In truth, the warders were desperate to get rid of Gregory. The prisoner had complained incessantly: about the food; about the water that formed runnels across the cell floor; and about the noise of rioters as they were brought in. The few cells at the City’s disposal – here and in the Bocardo, the tower at the north gate – were full of men the constables had arrested in the disturbance, who’d been escorted to gaol with help from Captain Sutherland’s Foot Guards and were now facing charges of ‘riotous and barratory behaviours likely to lead to a breach of the King’s peace.’
Ed had stipulated that the trooper must have a cell to himself, and Luke had paid for the privilege, at least for one night – which exacerbated the overcrowding everywhere else. Gregory’s defiant attitude must be catching: the Castle’s notorious rats, far from scuttling off at the sound of footsteps, today stood their ground, staring insouciantly back at the human interlopers in their dark domain. It was with a heavy heart that Luke imparted the news that both Gregory and his attendants wanted to hear: he was to be released with immediate effect.

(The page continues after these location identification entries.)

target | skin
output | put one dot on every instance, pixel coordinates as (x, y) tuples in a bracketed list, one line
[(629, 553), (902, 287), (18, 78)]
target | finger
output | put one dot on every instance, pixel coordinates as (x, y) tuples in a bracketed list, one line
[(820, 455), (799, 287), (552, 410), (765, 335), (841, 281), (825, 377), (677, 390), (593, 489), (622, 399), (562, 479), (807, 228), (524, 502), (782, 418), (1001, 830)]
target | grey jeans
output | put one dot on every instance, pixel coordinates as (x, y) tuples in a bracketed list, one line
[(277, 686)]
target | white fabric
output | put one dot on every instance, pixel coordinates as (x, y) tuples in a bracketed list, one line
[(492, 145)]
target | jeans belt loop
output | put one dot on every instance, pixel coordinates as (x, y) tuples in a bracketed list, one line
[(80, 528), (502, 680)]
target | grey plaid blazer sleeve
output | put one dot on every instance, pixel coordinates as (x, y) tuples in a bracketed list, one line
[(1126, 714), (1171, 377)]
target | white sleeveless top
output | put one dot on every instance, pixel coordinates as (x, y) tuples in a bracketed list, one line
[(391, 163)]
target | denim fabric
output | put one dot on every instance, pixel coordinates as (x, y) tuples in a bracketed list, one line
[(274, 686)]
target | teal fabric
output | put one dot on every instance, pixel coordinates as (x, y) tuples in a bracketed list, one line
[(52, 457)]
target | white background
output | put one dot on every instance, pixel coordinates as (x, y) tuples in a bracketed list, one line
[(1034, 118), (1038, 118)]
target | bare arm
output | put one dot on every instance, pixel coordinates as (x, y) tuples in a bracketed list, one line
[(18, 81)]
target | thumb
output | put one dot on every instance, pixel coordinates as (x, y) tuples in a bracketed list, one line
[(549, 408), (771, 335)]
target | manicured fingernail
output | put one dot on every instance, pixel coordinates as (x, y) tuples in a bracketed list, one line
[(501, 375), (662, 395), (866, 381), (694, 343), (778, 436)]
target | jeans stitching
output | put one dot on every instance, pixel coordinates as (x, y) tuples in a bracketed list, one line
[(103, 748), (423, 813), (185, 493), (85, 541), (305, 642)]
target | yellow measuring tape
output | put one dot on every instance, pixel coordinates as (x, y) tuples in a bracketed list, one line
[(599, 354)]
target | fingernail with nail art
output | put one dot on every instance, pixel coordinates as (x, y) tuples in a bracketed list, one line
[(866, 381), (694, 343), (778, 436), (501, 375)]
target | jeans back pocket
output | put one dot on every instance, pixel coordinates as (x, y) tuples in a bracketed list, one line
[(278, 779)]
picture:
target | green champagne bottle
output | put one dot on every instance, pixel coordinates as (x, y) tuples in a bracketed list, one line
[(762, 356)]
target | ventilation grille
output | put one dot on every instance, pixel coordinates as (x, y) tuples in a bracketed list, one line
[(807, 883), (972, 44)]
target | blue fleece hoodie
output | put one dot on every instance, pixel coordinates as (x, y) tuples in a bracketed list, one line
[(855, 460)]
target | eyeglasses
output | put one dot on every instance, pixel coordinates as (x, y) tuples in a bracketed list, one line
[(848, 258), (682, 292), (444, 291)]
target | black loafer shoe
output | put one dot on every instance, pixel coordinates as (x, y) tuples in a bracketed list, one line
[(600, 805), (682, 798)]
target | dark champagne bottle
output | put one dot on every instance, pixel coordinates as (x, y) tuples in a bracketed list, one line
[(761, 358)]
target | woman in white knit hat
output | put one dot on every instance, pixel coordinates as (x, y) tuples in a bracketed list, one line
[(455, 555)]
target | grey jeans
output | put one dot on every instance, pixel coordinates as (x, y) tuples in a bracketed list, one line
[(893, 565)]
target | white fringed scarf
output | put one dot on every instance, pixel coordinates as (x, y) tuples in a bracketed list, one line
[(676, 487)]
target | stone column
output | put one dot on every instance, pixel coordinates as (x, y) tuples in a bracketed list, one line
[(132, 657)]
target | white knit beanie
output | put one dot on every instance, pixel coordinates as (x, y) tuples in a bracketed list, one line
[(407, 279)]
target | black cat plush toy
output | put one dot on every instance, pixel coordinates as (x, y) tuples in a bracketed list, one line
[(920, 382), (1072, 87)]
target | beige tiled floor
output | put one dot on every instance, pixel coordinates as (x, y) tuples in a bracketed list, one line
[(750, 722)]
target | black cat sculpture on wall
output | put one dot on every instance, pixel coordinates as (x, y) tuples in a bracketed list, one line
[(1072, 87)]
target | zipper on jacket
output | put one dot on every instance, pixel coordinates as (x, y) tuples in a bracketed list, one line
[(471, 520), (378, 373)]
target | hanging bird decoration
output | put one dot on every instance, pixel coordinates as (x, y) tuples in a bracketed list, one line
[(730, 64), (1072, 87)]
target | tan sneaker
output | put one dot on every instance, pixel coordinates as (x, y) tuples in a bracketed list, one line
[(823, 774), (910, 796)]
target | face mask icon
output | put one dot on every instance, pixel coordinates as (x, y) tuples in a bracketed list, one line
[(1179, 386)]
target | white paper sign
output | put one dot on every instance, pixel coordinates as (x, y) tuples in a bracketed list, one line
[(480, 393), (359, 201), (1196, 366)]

‘It’ll be for the Colonel to deal with you now. I’m sure he’ll take appropriate measures.’
‘But I’m free to go?’
‘Yes, you’re free to go.’
*
True to form, Bowell fretted long and loud when brought the news that Gregory was now off the list of suspects (not an extensive list, Luke thought to himself – though he did not exactly share this intelligence with the mayor).
‘I suppose ’twould be out of the question, then, sir, to get a warrant to arrest him on a charge of kidnapping instead?’
‘Yes, Sandys,’ Bowell snapped: ‘You suppose right.’ Luke’s humour was not improved by Calvert simpering and snarking in the corner of the mayoral chamber as he delivered the ill tidings.
And Emily? She was, if anything, relieved that her tormentor was not now going to be put to death. Luke had explained, as best he knew, how Gregory’s transgressions would be dealt with under military discipl
ine, but she was inclined to dismiss that as a domain entirely beyond her experience. As Richard went off to his building site at Jesus College, the couple thanked God she had emerged unharmed from her week of traumas. She had, as her mother put it, been ‘scared half to death’ – but, they reflected, it could have been far worse.
Chapter 33
Another Close Shave
Luke curled his toes inside his boots as the deadly steel blade hovered inches from his throat. All of Jackman’s customers would surely experience the same frisson of fear at this moment, as the barber-surgeon doubtless realised – but he showed no sign of it. Did he practise that blank look, lest a minuscule tic inadvertently vouchsafe to the man sitting prone in his chair a shared knowledge of potential doom in one rogue swish of the razor? To betray even the slightest glimmer of awareness would be to risk fatally undermining his trade.
Feeling grimy after his encounter with Gregory in Oxford Castle gaol, Luke headed to Jackman’s establishment through the maze of streets around St Ebbe’s Church to have his stubble scraped off. During his apprenticeship, Luke would often tag along with his father on visits to the colleges to see clients, paying particular attention to the portraits displayed in libraries and common rooms. In many, dating from earlier in the century, the sitters were bearded, but that was before hair became politicised: Puritans were nicknamed ‘roundheads’ for their close crop and bare chin, whereas Cavaliers would grow out their own locks or wear a long wig, and cultivate a distinctive T-shaped ensemble of moustache and beard. But it was a long time since any portrait he had been called upon to frame showed any arrangement more hirsute than a modest covering on the upper lip: the style favoured, in fact, by the King himself.